CAMT and the Global Corporate Minimum Tax
There is international support for a global corporate minimum tax to reduce tax competition among nations. In 2021, more than 130 countries agreed to a global corporate minimum tax proposal developed by the Organisation for Economic Co-operation and Development (OECD}. The U.S. is a member of the OECD and the most important signatory to the tax proposal. Implementation is scheduled for 2023. The OECD minimum tax is a flat 15% tax on the profits of multinational corporations whose ultimate parent entity has average revenues of € 750 million (approximately $814 million) or more in two of four years. The OECD plan is intended to discourage profit-shifting and tax-base erosion. To be effective, the flat rate tax must apply to a consistent and commonly defined income base.
Although the U.S. has signed the OECD agreement and employs the same flat tax rate, the structure of the U.S. CAMT does not conform to the basic OECD requirements. For example, the OECD plan applies to many more corporations than does the U.S. law. Because U.S. participation is necessary for the global minimum tax to achieve its goals, either amendments to the U.S. law or adjustments of the OECD design—or some combination of both—are necessary for an effective a global minimum corporate tax.
What Is a Corporate Alternative Minimum Tax?

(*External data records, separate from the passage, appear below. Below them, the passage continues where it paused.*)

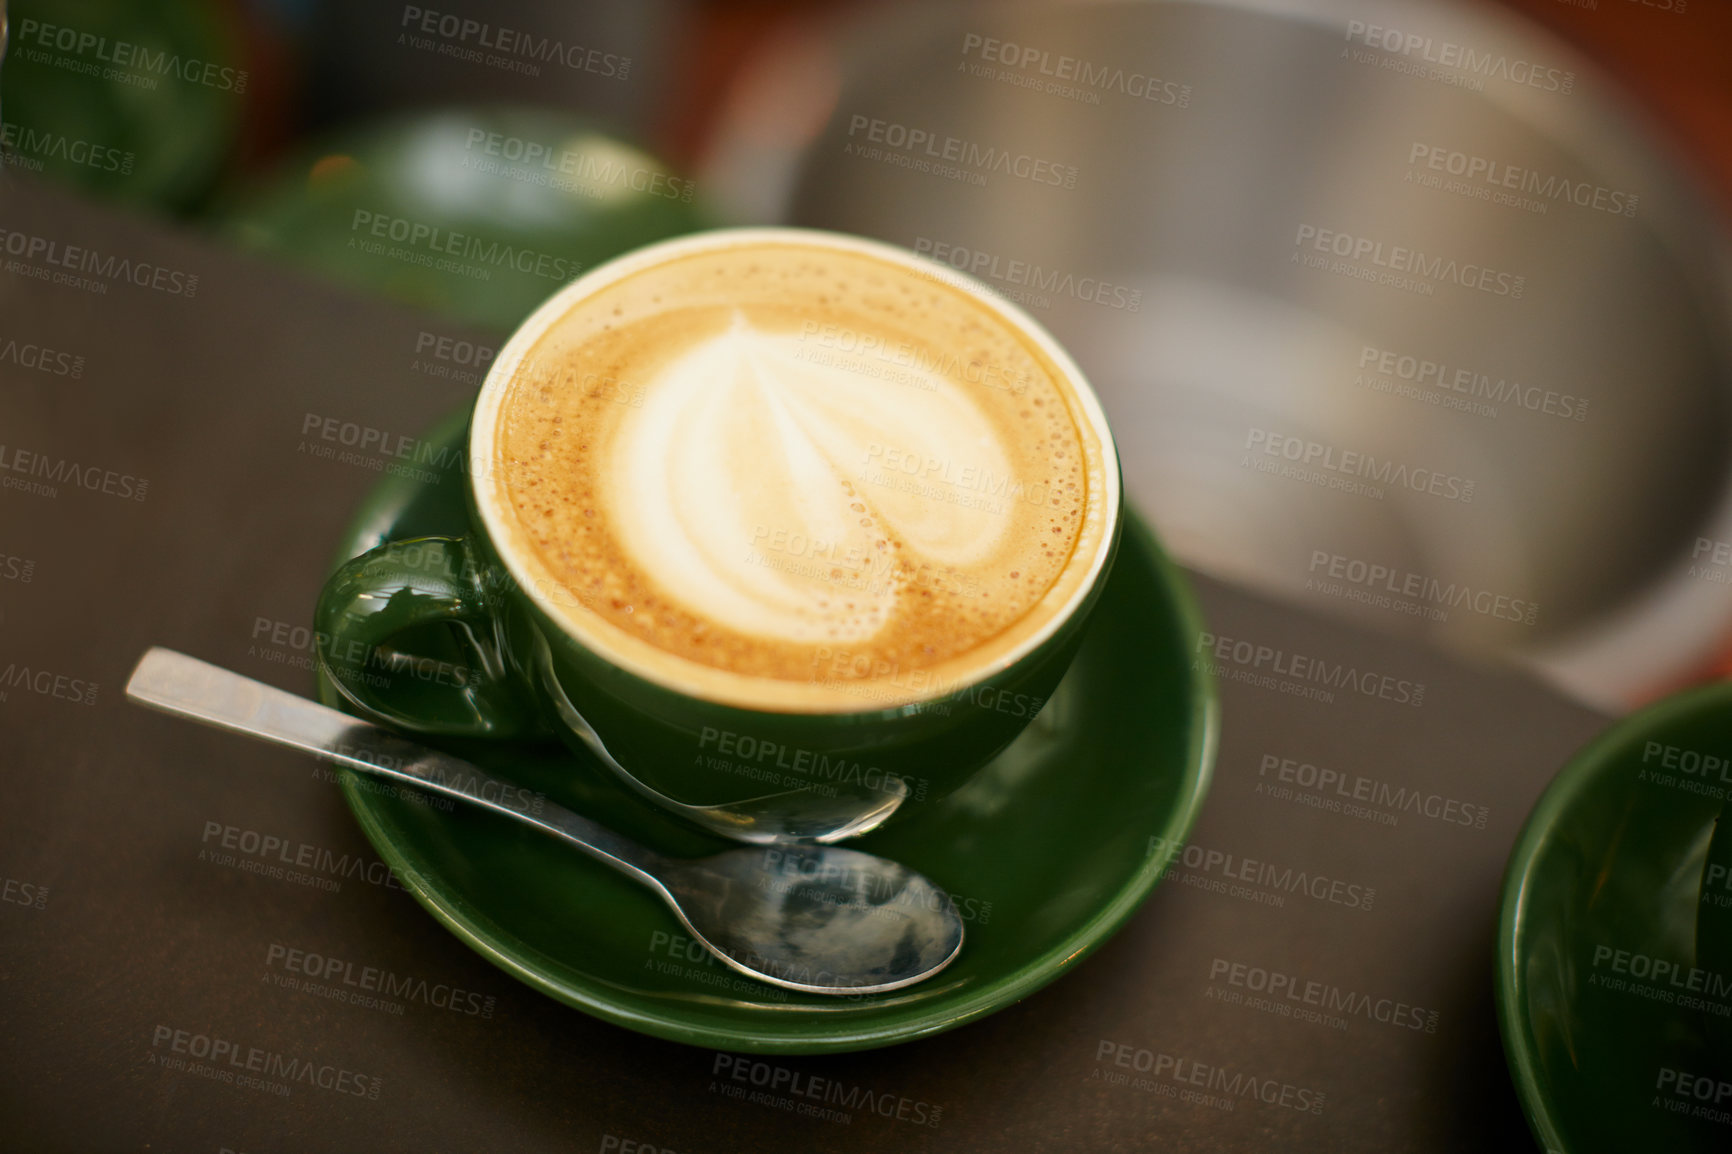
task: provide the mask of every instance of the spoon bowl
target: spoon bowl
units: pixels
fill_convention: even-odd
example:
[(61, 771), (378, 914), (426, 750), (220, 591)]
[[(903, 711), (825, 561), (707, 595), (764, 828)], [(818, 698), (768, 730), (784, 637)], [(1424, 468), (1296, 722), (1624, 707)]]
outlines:
[(834, 846), (737, 849), (662, 874), (711, 953), (808, 993), (877, 994), (937, 973), (962, 949), (943, 890), (906, 866)]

A corporate alternative minimum tax (CAMT) generally is a flat rate of tax applied to corporate income defined more broadly than the income subject to the regular corporate income tax.
Previously, the U.S. applied a CAMT, repealed in 2017, that added back into corporate income certain incentive deductions and credits allowed under the regular regime. For tax years beginning in 2023, a new U.S. CAMT establishes a flat rate of 15% on “adjusted financial statement income.” The CAMT is an “alternative” tax because corporations subject to the CAMT must pay the higher of their CAMT or their regular income tax.

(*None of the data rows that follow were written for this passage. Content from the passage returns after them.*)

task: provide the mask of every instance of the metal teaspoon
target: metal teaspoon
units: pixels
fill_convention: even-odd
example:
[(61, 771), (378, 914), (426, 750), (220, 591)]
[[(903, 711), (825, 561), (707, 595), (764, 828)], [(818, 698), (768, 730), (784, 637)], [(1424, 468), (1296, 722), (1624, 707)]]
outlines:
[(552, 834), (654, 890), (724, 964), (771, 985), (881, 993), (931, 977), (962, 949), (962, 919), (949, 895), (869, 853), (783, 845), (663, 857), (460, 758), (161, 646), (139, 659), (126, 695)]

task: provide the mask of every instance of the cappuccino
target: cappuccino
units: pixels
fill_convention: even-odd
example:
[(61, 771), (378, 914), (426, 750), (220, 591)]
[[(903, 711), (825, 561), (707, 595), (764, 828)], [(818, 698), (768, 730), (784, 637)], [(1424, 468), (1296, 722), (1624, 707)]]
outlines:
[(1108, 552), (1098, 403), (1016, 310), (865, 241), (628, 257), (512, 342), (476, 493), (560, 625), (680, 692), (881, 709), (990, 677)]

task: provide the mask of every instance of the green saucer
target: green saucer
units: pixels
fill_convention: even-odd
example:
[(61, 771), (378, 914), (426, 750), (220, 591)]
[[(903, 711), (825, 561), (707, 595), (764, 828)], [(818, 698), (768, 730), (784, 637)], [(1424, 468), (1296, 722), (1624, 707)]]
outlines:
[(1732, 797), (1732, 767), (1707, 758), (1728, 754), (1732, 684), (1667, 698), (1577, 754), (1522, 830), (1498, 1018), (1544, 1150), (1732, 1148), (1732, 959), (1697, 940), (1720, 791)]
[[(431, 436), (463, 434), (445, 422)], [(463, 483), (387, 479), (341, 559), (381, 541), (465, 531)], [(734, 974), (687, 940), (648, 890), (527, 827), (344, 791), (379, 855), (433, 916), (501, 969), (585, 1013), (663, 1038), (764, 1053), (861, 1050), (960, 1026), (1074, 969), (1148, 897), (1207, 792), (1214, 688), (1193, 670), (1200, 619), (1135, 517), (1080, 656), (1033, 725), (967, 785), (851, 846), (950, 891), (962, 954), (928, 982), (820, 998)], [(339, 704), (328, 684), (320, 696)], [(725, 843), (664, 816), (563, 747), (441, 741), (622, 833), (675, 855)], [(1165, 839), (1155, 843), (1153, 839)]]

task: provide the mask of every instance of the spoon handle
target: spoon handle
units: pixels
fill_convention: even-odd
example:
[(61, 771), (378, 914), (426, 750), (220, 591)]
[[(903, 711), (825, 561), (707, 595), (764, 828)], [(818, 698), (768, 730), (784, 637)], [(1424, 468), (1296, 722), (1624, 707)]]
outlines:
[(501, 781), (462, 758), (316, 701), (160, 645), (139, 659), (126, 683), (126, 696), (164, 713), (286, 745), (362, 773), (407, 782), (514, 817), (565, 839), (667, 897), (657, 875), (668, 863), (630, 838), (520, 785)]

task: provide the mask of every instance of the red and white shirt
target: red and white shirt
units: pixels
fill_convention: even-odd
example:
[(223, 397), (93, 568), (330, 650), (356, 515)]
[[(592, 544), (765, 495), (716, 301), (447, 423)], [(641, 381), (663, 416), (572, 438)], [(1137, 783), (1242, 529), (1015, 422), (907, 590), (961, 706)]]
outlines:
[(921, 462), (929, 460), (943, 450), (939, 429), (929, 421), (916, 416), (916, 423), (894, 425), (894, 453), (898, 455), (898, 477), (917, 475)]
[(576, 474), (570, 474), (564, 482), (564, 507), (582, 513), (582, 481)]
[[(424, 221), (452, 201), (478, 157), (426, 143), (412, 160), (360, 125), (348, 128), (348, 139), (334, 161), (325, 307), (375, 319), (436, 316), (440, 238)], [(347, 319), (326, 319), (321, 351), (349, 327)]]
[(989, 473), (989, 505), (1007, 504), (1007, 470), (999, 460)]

What Is Adjusted Financial Statement Income?
Adjusted financial statement income is a broad, comprehensive income base. It is calculated by applying statutory adjustments to financial statement income. This calculation results in an income amount that differs from both financial statement income which is determined according to accounting rules and income as defined for the regular corporate income tax.

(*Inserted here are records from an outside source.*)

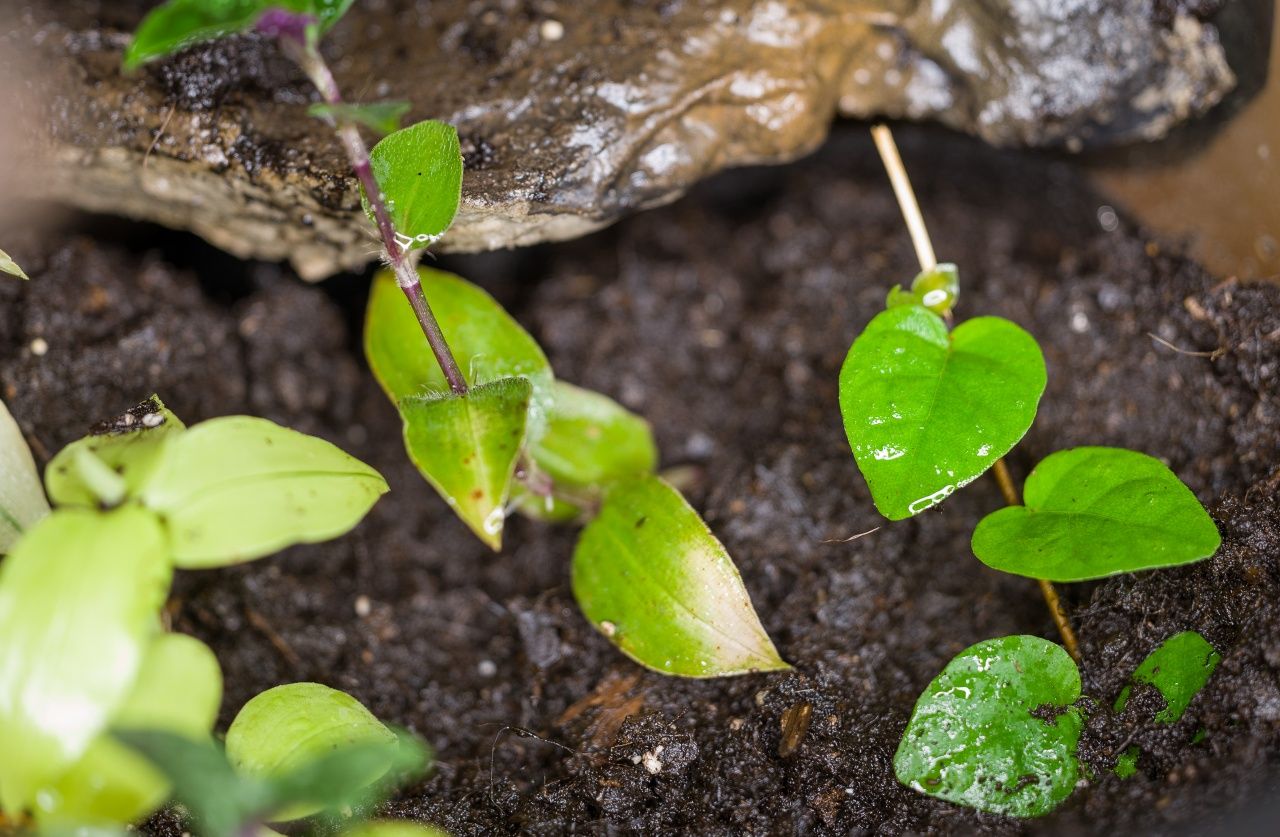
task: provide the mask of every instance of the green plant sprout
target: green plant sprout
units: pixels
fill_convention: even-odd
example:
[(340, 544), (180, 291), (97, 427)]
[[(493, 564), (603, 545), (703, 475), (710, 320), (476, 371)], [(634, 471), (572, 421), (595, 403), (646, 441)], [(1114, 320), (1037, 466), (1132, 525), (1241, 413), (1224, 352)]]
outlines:
[(255, 834), (266, 823), (316, 815), (345, 834), (432, 761), (416, 736), (319, 683), (254, 697), (232, 721), (225, 751), (207, 737), (162, 730), (119, 725), (113, 735), (171, 780), (202, 837)]
[[(1134, 672), (1152, 682), (1167, 672), (1167, 707), (1157, 720), (1173, 723), (1204, 686), (1217, 654), (1194, 631), (1166, 640)], [(1123, 711), (1128, 689), (1116, 702)], [(990, 639), (965, 649), (933, 679), (894, 756), (898, 781), (959, 805), (1014, 817), (1038, 817), (1076, 787), (1076, 752), (1087, 735), (1089, 704), (1080, 672), (1056, 643), (1033, 636)], [(1105, 711), (1099, 709), (1098, 711)], [(1137, 769), (1138, 751), (1117, 754), (1120, 778)]]
[[(366, 355), (401, 413), (406, 449), (427, 481), (493, 549), (501, 547), (512, 508), (549, 519), (616, 513), (680, 533), (654, 539), (653, 529), (642, 535), (635, 526), (588, 528), (575, 551), (574, 592), (593, 624), (642, 665), (669, 674), (786, 668), (723, 546), (674, 489), (651, 476), (656, 455), (643, 420), (603, 395), (556, 386), (542, 349), (488, 294), (416, 267), (416, 254), (444, 234), (458, 210), (457, 132), (420, 122), (366, 152), (357, 124), (392, 127), (404, 109), (382, 103), (353, 110), (342, 101), (318, 43), (349, 5), (169, 0), (138, 28), (125, 66), (235, 32), (275, 38), (319, 90), (322, 102), (311, 112), (335, 125), (381, 236), (390, 271), (374, 280)], [(408, 297), (409, 309), (395, 289)], [(612, 490), (623, 483), (628, 490)], [(601, 532), (609, 534), (593, 534)], [(642, 544), (663, 551), (634, 565), (630, 576), (601, 557), (617, 549), (636, 553)], [(643, 592), (619, 595), (626, 585)], [(645, 609), (655, 602), (663, 606)]]
[(3, 250), (0, 250), (0, 272), (7, 273), (10, 276), (17, 276), (19, 279), (24, 280), (31, 278), (30, 276), (27, 276), (27, 274), (23, 272), (22, 268), (18, 267), (18, 263), (9, 258), (9, 254)]
[[(25, 469), (14, 432), (2, 450)], [(45, 485), (42, 516), (4, 498), (21, 532), (0, 564), (0, 810), (50, 828), (137, 821), (168, 784), (109, 729), (207, 737), (222, 695), (212, 652), (161, 628), (174, 568), (336, 537), (387, 486), (321, 439), (246, 416), (187, 428), (154, 396), (60, 451)]]
[(0, 401), (0, 555), (49, 513), (31, 448)]
[[(1081, 729), (1078, 643), (1050, 582), (1199, 561), (1221, 538), (1191, 490), (1135, 451), (1059, 451), (1028, 477), (1022, 503), (1003, 457), (1035, 419), (1044, 356), (1008, 320), (978, 317), (950, 327), (957, 270), (937, 263), (889, 129), (877, 125), (872, 135), (921, 273), (909, 291), (889, 292), (887, 309), (854, 341), (840, 370), (854, 458), (891, 520), (932, 508), (993, 469), (1007, 508), (978, 524), (973, 552), (994, 569), (1038, 581), (1065, 645), (1006, 637), (956, 657), (917, 703), (895, 771), (904, 784), (958, 804), (1039, 816), (1074, 787)], [(1204, 660), (1201, 654), (1202, 669)], [(1186, 675), (1189, 691), (1176, 700), (1166, 695), (1170, 711), (1207, 676)], [(1135, 765), (1136, 756), (1121, 769)]]

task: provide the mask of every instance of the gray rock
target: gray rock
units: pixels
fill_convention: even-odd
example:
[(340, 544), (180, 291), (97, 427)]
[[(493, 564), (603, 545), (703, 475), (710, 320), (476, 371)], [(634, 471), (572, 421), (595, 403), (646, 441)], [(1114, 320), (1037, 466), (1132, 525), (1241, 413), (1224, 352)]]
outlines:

Are All Corporations Subject to the US Corporate Minimum Tax?
Not all corporations subject to U.S. taxation are covered by the U.S. CAMT. The CAMT applies only to very large corporations with adjusted financial statement income exceeding $1 billion.
Does the US Corporate Minimum Tax Conform to the OECD Rules for a Global Corporate Minimum Tax?
The U.S. CAMT does not conform to the OECD model. It applies only to very large corporations with adjusted financial statement income exceeding $1 billion and exempts some industries.
A major difference is that the OCED model applies to corporations with lower levels of income.
The Bottom Line
The CAMT entails complexity for a small number of large corporations. However, it should improve fairness in taxation and is projected to raise over $222 billion for the U.S. Treasury.
Although the U.S. CAMT employs the same rate as the OECD proposal, the structure of the U.S. law does not conform to the minimum basic requirements of the OECD proposal. Because U.S. participation in the global effort is critical, either the U.S. must amend its law and/or the over 130
adherents to the OECD proposal must adapt their proposal. At least for the immediate
future, any revision presents serious challenges.